Talking Turns: Benchmarking Audio Foundation Models on Turn-Taking Dynamics (2503.01174v1)

Published 3 Mar 2025 in cs.CL, cs.SD, and eess.AS

Abstract: The recent wave of audio foundation models (FMs) could provide new capabilities for conversational modeling. However, there have been limited efforts to evaluate these audio FMs comprehensively on their ability to have natural and interactive conversations. To engage in meaningful conversation with the end user, we would want the FMs to additionally perform a fluent succession of turns without too much overlapping speech or long stretches of silence. Inspired by this, we ask whether the recently proposed audio FMs can understand, predict, and perform turn-taking events? To answer this, we propose a novel evaluation protocol that can assess spoken dialog system's turn-taking capabilities using a supervised model as a judge that has been trained to predict turn-taking events in human-human conversations. Using this protocol, we present the first comprehensive user study that evaluates existing spoken dialogue systems on their ability to perform turn-taking events and reveal many interesting insights, such as they sometimes do not understand when to speak up, can interrupt too aggressively and rarely backchannel. We further evaluate multiple open-source and proprietary audio FMs accessible through APIs on carefully curated test benchmarks from Switchboard to measure their ability to understand and predict turn-taking events and identify significant room for improvement. We will open source our evaluation platform to promote the development of advanced conversational AI systems.

Authors (5)

Siddhant Arora (50 papers)
Zhiyun Lu (19 papers)
Chung-Cheng Chiu (48 papers)
Ruoming Pang (59 papers)
Shinji Watanabe (416 papers)

Summary

An Expert Review of "Talking Turns: Benchmarking Audio Foundation Models on Turn-Taking Dynamics"
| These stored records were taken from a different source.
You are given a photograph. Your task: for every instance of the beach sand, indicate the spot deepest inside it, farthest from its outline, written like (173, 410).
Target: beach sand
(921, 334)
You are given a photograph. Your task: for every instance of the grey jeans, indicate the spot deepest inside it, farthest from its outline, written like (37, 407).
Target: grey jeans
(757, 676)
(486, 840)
The paper "Talking Turns: Benchmarking Audio Foundation Models on Turn-Taking Dynamics" presents a comprehensive paper on the evaluation of Audio Foundation Models (FMs) in the context of turn-taking dynamics during conversations. This research highlights the significance of conversational fluidity in speech-based systems, specifically focusing on the execution and timing of turn-taking events.
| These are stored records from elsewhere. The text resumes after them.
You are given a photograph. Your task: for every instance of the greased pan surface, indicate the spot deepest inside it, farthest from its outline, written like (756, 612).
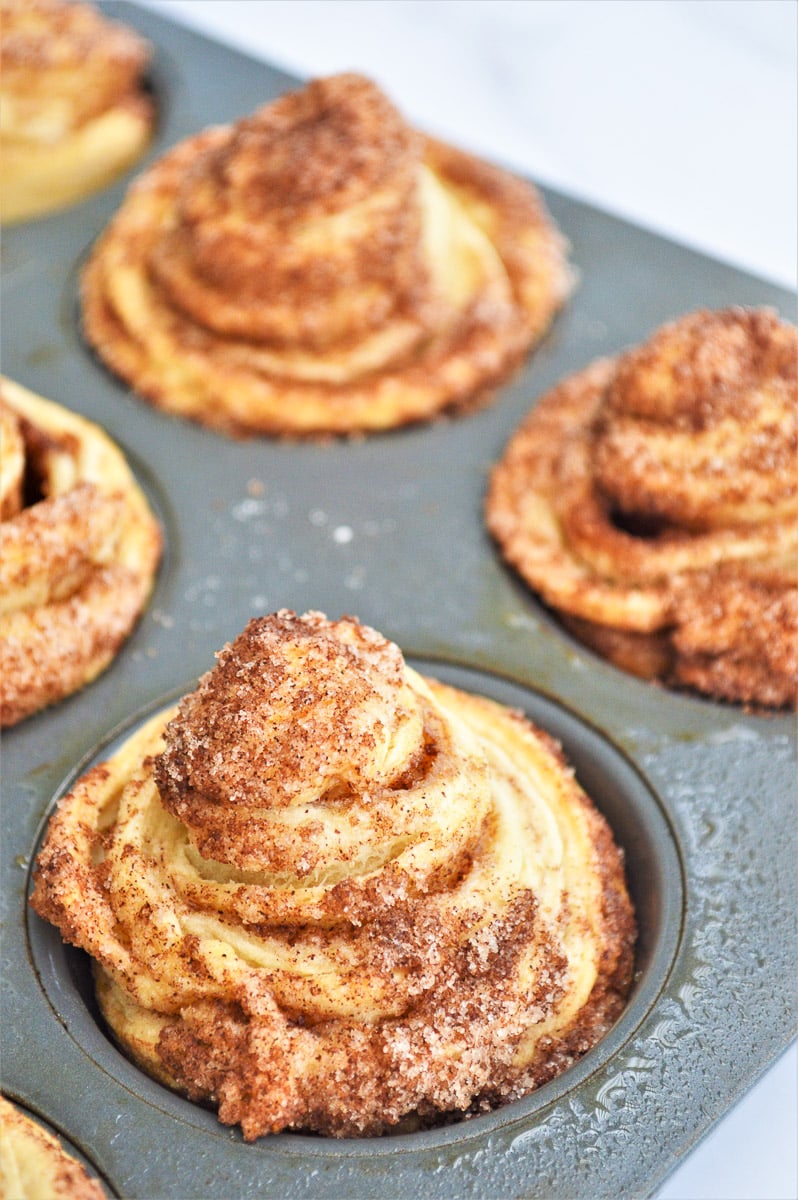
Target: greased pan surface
(390, 528)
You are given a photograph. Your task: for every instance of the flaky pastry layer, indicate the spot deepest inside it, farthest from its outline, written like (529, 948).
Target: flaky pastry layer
(652, 501)
(73, 114)
(34, 1165)
(78, 552)
(322, 268)
(325, 893)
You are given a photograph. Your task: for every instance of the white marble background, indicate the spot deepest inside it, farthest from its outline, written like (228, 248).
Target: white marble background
(679, 115)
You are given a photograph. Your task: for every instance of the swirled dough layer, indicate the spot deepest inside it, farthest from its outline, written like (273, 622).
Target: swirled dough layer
(322, 268)
(34, 1165)
(652, 501)
(78, 552)
(73, 114)
(327, 893)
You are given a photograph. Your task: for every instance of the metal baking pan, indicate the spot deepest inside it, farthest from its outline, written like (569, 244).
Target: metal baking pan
(390, 528)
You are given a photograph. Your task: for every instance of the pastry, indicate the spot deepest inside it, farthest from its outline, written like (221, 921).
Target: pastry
(78, 552)
(652, 502)
(322, 268)
(35, 1167)
(329, 894)
(73, 114)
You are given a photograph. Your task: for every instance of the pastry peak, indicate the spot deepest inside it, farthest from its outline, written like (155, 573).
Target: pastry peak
(295, 708)
(318, 148)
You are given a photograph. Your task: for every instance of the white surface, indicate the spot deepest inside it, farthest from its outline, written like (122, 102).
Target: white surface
(679, 115)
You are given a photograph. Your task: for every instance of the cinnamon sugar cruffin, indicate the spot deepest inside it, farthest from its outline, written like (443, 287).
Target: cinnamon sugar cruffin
(652, 501)
(325, 893)
(34, 1165)
(77, 557)
(322, 268)
(75, 113)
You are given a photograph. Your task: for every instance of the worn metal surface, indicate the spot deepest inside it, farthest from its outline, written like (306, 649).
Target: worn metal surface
(700, 795)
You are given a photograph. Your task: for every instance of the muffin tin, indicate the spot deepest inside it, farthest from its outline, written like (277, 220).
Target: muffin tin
(390, 528)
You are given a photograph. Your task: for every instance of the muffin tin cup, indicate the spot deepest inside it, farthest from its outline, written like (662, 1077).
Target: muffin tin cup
(390, 528)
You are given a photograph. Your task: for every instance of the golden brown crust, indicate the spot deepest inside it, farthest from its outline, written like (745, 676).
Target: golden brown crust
(73, 112)
(34, 1165)
(322, 268)
(653, 502)
(431, 918)
(77, 553)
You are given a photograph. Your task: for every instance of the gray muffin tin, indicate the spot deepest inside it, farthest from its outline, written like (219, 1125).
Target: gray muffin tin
(700, 795)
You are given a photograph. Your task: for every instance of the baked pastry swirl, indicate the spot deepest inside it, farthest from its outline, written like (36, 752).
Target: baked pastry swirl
(78, 552)
(73, 114)
(34, 1165)
(652, 501)
(322, 268)
(325, 893)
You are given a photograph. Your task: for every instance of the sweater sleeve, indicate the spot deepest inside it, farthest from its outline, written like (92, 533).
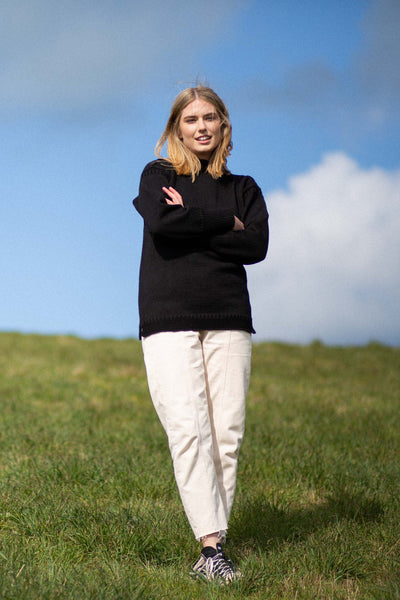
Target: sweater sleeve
(250, 245)
(175, 221)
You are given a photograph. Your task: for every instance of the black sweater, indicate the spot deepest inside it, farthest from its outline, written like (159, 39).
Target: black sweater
(191, 273)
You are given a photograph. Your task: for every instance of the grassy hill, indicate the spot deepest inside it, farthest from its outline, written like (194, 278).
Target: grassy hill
(88, 503)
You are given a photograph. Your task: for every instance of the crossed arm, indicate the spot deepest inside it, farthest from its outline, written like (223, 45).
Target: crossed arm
(174, 198)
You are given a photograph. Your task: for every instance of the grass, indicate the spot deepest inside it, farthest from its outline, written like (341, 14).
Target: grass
(88, 503)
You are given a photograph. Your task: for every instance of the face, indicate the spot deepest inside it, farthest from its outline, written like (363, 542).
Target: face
(200, 128)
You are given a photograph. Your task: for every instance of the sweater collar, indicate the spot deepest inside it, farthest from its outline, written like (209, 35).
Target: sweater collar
(204, 164)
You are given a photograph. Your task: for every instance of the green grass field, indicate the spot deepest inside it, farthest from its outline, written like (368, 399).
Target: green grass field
(88, 503)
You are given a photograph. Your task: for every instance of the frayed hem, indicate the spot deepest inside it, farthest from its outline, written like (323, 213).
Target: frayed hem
(221, 536)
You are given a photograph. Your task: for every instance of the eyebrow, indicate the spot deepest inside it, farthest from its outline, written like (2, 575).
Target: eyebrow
(212, 114)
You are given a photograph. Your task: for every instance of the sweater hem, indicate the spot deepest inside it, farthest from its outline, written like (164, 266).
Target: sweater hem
(195, 323)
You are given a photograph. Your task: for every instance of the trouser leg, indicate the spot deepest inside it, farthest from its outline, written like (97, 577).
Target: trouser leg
(175, 371)
(227, 358)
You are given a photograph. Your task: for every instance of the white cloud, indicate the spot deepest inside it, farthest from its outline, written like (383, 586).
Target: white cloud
(333, 269)
(74, 54)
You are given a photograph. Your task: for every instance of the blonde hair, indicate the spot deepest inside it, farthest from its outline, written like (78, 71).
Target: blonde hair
(181, 158)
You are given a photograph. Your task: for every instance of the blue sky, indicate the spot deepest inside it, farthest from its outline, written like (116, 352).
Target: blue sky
(313, 90)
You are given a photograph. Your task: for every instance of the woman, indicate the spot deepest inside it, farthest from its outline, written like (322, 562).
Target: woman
(201, 225)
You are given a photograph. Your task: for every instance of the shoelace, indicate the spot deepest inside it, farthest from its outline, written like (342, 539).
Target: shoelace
(219, 565)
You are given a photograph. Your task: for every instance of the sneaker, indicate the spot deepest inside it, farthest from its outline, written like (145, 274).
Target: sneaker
(215, 566)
The core contributions of the paper are the introduction of a novel evaluation protocol that assesses the turn-taking capabilities of spoken dialogue systems, empirical insights into existing dialogue systems, and the evaluation of various open-source and proprietary audio FMs.

Evaluation Protocol for Turn-Taking

The proposed evaluation protocol significantly innovates on previous methodologies by focusing on the timing of turn-taking events. Traditional metrics largely analyzed global distributions of these events without addressing specific temporal contexts where they occur. The authors introduce a supervised model trained on human-human conversations to predict the timing of turn changes, backchannels, interruptions, and other conversational events. This predictive model is used to automatically evaluate the ability of audio FMs to manage turns effectively, reducing the need for labor-intensive and costly human relevance judgments.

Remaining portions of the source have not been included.